PDF Metadata Tool?
I'm looking for a couple of good PDF metadata viewing/extracting tools. Metadataminer Catalogue does an okay job, and I'm waiting for a trial version of APGetInfo from Appligent, but if anybody has any other tools to recommend, that would be excellent.
I'm conducting an internal test and evaluation of various metadata tools, and right now PDF is the only format I need more tools for.
Harlan, your Word Perl module looks very interesting - I'll probably be writing an extraction script using it as part of my tool evaluation.
Interesting location…means you're very near me.
Thanks koko, that works nicely. Plus, it's command line!
Harlan - yup! I work in downtown DC doing forensics for a federal agency.
Anybody have any other tools for comparison?
koko, do you know anything about the PdfID0 and PdfID1 fields?
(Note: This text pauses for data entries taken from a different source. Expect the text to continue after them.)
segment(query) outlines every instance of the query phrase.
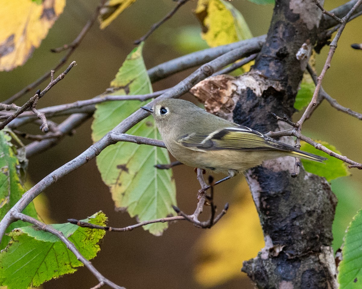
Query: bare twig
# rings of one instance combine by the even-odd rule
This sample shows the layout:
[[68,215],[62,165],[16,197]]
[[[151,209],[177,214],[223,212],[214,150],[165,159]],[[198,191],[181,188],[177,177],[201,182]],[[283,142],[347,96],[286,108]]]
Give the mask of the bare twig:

It looks like some sort of hash or checksum - which might be useful when verifying the authenticity of a partially-downloaded (or otherwise mangled) PDF doc.
i haven't come across those fields before, so i checked it out. according to the pdf reference (pdfreference16.pdf - you should download and peruse) it's a file identifier. an md5 of various info about the file so that it has a unique string to identify the doc without having to use the filename. there's a discussion of it in section 10.3.
from what i understand, if something's partially downloaded, you won't get the id because it comes in the trailer at the end. but you should be able to decode various objects that you did receive.